How do you turn an idea into a screenplay
An idea can pop into my head at any time- I overhear an interesting conversation at a café, I watch a bored commuter on the subway or I wake with an image that will haunt me for the day. That image escalates into a scene that grows into a story. In my head, I build a plot around it that will be strong enough to entertain an audience for 90 minutes. I excavate the theme out of it and weigh its relevance in what’s going on in society today. I never want to waste anyone’s precious time, talent or energy on a story that doesn’t give something back and doesn’t make them think. If it does, that idea is worthy of writing a screenplay.
Explain your writing process
It’s much easier for me to start writing when I know the ending of a story. I build the scenes in a sort of backwards way. I write 45-50 steps that will bring me to that finalé. Then I google images of characters, locations and anything else that captures the mood of my vision. I organize index cards with those scenes and images onto a board I’ve created that tapes out a three-act structure. Then I take a break because that was mentally exhausting and I haven’t yet even opened my screenwriting software! After I’ve recharged, I open my Final Draft or Writer Duet and start, as I call “vomiting the story onto the page”. This is an ugly, horribly written first draft with the worst dialogue and action description that ever wasted ink, but the release of the story from my brain is cathartic. I then take several passes to edit – first deleting, changing and adding scenes; then beautifying the prose describing the action and locations; and finally, the last few passes I use to make the dialogue stronger and more interesting. Then I collapse.

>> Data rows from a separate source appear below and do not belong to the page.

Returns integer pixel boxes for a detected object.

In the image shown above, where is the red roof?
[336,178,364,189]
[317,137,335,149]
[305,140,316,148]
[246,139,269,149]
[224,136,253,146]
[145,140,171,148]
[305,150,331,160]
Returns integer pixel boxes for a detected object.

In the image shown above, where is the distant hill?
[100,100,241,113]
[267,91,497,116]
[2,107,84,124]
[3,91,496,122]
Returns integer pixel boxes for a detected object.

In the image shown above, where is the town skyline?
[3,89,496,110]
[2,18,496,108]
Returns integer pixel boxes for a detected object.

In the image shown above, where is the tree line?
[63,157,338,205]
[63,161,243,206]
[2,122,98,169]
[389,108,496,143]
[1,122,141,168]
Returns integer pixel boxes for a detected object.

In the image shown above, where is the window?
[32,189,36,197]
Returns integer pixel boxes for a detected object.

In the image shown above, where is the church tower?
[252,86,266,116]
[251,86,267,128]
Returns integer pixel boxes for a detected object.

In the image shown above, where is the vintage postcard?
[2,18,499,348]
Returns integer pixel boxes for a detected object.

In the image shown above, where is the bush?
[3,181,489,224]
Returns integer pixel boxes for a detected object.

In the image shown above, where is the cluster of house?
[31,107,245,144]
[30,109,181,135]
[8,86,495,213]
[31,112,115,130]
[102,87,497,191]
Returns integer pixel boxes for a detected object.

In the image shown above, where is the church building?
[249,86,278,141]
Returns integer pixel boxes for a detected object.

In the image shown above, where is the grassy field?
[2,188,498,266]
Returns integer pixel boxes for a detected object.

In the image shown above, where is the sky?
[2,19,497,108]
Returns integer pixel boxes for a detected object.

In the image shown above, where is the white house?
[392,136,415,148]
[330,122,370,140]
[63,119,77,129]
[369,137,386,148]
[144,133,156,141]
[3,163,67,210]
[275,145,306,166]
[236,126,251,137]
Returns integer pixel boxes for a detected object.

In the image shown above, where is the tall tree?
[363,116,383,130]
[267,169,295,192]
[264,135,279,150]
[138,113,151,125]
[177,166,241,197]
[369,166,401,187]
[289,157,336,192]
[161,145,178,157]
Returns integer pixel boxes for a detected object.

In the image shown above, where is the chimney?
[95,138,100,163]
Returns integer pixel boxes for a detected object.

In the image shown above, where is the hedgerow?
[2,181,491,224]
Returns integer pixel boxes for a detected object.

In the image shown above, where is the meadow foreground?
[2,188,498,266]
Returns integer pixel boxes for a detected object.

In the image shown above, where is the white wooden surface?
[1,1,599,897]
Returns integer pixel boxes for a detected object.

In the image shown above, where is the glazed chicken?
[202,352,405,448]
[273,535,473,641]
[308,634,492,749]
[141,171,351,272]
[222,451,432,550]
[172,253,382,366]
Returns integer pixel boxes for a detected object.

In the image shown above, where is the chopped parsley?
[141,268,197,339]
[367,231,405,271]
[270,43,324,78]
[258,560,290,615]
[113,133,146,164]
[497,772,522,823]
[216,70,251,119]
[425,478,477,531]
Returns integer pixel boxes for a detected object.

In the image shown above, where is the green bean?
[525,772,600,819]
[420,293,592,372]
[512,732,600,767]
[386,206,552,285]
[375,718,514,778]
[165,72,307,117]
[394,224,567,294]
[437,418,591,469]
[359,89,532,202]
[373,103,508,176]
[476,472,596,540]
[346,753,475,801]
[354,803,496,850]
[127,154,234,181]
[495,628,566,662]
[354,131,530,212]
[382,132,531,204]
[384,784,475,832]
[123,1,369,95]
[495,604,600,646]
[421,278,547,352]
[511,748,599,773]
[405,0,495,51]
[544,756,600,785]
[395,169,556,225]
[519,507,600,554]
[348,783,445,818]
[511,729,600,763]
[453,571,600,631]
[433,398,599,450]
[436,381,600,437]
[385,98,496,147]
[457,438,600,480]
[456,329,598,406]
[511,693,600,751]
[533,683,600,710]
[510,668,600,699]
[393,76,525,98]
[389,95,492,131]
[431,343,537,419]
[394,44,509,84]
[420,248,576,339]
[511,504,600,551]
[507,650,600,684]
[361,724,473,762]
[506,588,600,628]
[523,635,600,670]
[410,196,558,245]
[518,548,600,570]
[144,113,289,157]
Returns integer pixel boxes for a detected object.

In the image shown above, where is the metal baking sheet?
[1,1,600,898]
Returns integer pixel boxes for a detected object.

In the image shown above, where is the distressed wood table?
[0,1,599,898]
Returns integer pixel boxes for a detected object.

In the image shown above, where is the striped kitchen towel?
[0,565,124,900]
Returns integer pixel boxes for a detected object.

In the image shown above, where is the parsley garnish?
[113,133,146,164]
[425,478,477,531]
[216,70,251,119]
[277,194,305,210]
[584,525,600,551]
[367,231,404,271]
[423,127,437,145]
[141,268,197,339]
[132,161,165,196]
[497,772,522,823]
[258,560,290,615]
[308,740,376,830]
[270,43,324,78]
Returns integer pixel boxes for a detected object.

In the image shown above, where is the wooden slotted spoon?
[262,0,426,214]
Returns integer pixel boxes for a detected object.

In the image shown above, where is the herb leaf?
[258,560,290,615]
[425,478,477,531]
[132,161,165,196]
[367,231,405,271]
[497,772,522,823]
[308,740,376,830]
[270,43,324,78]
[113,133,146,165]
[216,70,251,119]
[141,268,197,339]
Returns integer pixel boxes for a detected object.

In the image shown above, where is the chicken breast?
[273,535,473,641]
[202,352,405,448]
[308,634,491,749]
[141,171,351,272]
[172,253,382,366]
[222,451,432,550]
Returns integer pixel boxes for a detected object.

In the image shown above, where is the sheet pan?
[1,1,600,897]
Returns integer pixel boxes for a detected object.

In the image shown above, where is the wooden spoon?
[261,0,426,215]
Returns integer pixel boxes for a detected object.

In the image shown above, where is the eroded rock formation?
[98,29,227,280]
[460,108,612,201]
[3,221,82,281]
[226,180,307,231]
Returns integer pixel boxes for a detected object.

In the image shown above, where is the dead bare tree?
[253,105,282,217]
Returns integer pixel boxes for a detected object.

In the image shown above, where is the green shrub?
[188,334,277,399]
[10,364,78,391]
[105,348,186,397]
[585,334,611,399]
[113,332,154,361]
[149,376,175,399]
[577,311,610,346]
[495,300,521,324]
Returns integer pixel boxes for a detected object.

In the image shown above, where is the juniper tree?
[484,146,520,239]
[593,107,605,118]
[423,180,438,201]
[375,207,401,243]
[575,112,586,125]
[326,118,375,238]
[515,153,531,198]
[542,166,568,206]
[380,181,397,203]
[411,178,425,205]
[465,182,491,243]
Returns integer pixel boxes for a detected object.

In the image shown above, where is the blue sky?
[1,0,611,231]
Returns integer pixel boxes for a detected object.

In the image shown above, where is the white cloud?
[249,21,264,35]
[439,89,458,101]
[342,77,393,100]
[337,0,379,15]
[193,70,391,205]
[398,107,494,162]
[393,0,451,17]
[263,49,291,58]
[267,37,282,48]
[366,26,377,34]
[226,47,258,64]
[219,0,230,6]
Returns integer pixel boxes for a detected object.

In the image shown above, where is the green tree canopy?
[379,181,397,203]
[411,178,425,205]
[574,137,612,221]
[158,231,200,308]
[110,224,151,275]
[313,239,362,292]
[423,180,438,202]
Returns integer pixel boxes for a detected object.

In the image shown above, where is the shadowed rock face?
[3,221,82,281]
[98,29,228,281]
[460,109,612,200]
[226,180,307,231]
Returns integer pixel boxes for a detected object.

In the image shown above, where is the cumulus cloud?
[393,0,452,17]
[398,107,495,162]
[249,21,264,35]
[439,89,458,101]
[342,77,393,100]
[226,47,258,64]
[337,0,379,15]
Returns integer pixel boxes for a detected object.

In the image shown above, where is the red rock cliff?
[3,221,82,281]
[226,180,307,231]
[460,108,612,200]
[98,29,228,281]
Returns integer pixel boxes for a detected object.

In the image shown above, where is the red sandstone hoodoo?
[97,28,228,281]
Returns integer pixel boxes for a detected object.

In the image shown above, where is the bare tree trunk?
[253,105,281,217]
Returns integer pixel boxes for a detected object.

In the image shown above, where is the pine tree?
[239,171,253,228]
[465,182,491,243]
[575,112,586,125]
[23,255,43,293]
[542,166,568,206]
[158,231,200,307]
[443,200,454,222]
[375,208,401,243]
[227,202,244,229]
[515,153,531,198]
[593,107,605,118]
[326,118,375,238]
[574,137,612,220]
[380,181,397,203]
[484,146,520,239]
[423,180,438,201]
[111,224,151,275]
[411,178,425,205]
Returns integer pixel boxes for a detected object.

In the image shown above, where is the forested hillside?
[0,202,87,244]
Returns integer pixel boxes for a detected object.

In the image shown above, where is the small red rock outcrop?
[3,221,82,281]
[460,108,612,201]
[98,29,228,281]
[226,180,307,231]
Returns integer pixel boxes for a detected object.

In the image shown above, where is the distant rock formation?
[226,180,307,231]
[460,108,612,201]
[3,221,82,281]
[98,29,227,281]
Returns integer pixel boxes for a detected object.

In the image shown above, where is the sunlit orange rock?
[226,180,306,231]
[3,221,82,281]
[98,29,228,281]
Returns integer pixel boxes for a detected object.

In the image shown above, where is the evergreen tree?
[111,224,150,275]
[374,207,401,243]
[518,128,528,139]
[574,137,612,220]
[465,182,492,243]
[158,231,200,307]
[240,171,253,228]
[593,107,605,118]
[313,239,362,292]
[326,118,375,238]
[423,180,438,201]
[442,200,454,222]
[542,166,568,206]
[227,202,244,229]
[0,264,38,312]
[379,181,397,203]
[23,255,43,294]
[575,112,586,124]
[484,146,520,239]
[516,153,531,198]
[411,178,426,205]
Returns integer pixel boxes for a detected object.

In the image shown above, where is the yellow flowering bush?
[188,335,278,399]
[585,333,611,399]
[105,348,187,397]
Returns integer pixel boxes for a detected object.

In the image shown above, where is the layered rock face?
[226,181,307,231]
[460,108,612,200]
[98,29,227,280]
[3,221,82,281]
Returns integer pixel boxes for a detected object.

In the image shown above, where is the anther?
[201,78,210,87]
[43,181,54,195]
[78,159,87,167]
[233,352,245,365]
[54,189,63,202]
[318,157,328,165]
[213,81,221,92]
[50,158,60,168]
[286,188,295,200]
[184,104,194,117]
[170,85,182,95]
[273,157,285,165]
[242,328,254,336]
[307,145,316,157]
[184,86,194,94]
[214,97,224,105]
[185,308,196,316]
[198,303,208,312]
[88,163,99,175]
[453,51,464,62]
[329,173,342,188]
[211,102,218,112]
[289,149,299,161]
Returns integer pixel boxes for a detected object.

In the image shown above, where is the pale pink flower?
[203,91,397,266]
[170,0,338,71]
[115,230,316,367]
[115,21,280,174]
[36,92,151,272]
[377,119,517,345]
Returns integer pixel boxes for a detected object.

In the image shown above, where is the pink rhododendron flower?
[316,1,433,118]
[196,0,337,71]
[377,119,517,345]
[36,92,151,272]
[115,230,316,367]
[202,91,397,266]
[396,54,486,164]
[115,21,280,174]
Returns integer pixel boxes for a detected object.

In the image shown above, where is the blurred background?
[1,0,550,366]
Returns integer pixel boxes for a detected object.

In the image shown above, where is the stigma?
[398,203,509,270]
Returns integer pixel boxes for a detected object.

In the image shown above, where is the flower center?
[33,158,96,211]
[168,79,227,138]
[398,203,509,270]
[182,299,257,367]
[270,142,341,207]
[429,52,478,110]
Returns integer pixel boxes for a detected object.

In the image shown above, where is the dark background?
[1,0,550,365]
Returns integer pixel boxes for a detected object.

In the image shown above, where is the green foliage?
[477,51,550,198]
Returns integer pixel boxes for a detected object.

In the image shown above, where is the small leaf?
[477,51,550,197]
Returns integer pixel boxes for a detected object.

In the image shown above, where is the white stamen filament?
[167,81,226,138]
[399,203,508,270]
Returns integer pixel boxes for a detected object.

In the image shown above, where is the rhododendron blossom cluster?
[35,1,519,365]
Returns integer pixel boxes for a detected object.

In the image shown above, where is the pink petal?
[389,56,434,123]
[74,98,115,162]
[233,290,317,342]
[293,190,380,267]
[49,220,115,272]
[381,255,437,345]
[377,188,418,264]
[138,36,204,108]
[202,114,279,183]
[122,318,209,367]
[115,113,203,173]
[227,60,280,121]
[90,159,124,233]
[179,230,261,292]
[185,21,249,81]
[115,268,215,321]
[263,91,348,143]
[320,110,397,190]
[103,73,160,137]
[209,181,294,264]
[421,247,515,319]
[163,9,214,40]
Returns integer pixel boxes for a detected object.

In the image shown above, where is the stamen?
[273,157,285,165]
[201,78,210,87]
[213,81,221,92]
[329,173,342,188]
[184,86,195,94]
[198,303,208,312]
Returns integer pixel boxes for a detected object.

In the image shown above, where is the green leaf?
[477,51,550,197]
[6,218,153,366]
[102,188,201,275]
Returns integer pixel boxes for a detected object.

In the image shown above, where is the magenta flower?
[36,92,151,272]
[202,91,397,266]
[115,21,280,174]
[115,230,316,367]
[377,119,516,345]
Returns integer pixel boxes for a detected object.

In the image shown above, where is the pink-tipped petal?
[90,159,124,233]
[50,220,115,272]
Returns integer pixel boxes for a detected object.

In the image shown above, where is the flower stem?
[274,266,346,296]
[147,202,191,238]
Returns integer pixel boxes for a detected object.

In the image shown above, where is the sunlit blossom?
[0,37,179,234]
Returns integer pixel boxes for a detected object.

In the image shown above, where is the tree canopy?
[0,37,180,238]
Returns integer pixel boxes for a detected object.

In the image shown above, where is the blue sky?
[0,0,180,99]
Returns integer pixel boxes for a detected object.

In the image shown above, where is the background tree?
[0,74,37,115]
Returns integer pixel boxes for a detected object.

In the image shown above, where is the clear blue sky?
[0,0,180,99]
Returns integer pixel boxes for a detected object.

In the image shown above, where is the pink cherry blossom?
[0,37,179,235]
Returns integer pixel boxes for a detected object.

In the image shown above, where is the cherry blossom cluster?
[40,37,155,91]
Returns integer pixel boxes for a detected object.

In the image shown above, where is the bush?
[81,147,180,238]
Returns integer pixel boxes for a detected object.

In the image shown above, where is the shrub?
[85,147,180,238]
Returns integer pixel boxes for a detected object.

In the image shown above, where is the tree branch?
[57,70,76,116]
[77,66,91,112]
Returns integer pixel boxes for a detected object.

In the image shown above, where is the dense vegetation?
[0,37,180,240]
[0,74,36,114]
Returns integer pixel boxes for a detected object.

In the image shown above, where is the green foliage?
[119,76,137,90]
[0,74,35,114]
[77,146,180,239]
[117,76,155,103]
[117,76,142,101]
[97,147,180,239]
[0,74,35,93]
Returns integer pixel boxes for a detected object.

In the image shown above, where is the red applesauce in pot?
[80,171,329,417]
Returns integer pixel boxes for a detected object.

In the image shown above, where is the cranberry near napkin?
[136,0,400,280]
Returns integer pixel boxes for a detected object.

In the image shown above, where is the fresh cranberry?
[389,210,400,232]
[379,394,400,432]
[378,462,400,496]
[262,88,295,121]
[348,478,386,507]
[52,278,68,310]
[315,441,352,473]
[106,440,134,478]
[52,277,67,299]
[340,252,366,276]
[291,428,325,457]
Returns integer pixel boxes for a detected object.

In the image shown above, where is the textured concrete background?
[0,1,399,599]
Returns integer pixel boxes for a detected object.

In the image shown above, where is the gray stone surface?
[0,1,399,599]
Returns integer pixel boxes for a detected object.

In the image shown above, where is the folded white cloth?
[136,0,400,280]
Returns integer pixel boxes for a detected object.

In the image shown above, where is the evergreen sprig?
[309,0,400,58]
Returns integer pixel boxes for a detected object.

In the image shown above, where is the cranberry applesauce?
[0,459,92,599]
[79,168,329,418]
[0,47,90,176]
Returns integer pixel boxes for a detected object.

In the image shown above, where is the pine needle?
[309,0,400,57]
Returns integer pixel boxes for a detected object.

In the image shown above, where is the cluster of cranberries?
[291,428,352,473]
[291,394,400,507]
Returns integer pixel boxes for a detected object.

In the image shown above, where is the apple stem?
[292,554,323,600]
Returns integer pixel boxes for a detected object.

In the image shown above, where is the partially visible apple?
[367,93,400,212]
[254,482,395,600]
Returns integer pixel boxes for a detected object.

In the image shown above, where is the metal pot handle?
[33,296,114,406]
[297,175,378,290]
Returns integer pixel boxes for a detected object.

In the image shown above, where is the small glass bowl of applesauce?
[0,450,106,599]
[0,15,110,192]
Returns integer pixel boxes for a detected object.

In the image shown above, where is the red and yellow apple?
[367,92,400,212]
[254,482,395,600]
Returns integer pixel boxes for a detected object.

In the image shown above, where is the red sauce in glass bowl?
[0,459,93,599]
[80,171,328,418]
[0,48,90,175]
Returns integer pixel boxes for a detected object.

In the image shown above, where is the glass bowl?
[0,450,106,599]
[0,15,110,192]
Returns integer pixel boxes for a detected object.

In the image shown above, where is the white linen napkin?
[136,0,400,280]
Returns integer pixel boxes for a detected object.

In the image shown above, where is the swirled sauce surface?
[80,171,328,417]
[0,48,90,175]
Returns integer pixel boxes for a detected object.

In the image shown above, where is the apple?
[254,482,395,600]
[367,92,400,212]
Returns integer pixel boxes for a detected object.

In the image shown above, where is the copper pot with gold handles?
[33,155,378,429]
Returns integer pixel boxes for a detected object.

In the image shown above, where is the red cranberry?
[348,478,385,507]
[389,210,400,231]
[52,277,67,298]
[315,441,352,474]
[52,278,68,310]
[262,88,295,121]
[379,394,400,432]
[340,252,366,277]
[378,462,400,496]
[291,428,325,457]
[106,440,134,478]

What writing tip or idea can you give young writers
Some people say we don’t need more fashion, and probably those same people believe all stories have been told before. But they are wrong. What an individual brings to art is their unique point of view. A storyteller is just as important as a storyline. A writer (or designer’s) past experiences shape the way they see the world and that shapes the outcome of their art. If there is a story idea sticking in your head, it means it is important to get it out. What you have to say is important and can only be said by you. If anyone tells you to be silent, speak louder.
What is is like working in the Hollywood system
I am looking forward to someday soon being able to answer this question. My experience so far has been more in the indie filmmaking arena. I appreciate Hollywood for vitalizing the ideas people like me have.
What do you want to change about the film business
I want to flip the script, literally, on the whole patriarchal system. Only 7% of women are directors and 13% are writers. I want to increase those numbers! Allowing women, and others underrepresented in Hollywood, to direct and write allows them to have a voice. I want to write and direct films that have a 50% female cast and crew and make this issue go away so I can stop talking about it!
What do you want to be remembered for
I would be happy if I inspire one writer or filmmaker to pick up a camera and say, “If she can do it, so can I”. Especially a female one!